People say now that it all started back in the 1970s, when church members decided to swear off styrofoam and bring in their own mugs. That simple commitment has been kept for more than thirty years – and it has grown into a broad concern for environmental stewardship at St. Thomas that we call Creation Care.
This ongoing commitment to Creation Care has changed how we think about our property. We have redesigned and replanted the foundation plantings, added and expanded the prayer garden, and created a community garden to donate food to the Monroe County Community Kitchen. Our joyful gardens are a testament to the beauty and abundance that God wills for all of humanity.
Other Creation Care commitments are less visible. As we’ve continued to move forward with remodeling and construction projects, our Green Team has kept us on track to make our building as green as possible with respect to roofing, insulation, windows, and other construction details. We continue to work on upgrading our lighting. In many cases that’s as straightforward as changing light bulb types, but we were able to significantly redesign and improve our sanctuary lighting in 2012, replacing incandescents with an all-new LED installation. Better, more energy-efficient lighting is planned for Heritage Hall as well. These efforts reduce energy costs and usage – and they model, for us and for others, appropriate care of the created order.
Creation Care is changing how we think about mission and spiritual growth. The Locavores spiritual growth group reflects together and shares with the whole congregation their explorations of the holiness of ethical food production and use. St.

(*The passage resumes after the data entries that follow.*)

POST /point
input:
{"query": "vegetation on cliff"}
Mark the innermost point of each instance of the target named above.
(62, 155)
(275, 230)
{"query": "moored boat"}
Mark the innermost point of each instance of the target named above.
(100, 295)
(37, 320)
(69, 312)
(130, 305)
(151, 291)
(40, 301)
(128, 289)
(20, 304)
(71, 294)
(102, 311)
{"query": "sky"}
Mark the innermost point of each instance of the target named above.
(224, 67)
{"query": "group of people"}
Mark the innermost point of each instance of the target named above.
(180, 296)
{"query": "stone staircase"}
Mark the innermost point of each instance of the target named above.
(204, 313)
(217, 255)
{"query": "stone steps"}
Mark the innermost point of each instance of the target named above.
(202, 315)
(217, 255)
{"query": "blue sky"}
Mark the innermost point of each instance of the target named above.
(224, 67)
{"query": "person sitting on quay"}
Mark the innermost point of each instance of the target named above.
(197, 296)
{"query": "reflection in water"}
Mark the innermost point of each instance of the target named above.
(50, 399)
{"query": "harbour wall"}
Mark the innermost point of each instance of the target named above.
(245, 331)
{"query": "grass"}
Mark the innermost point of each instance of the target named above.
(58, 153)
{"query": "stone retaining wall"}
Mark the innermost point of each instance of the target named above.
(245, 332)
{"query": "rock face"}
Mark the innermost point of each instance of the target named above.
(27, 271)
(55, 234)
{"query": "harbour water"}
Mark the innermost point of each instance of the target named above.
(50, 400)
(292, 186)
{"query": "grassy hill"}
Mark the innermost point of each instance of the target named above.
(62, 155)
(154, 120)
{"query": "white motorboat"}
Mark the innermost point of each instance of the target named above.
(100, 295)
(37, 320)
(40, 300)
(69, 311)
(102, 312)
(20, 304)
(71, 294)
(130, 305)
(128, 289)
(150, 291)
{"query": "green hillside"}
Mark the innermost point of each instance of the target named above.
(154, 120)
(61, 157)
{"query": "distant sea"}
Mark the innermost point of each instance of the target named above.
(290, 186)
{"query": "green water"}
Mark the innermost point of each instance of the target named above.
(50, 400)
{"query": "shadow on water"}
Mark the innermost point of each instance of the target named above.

Thomas members are part of the Local Growers Guild and other local environmental environmental groups, and many members hold an annual plant sale to support ECHO, an international infrastructure-building NGO that works to connect farmers all over the world.
Our commitment to Creation Care is changing the ways the congregation relates to our community and to Indiana. We’ve helped to start two organizations that articulate the link between faith and environmentalism, Earth Care and the Indiana chapter of Interfaith Power and Light. We’ve also received some wonderful external gifts that have helped us put our visions to work, including a $25,000 grant from the Indiana State Office of Energy Development that helped to fund our solar array. Other congregations are coming to us to talk over these big projects – and it all started with the styrofoam cups.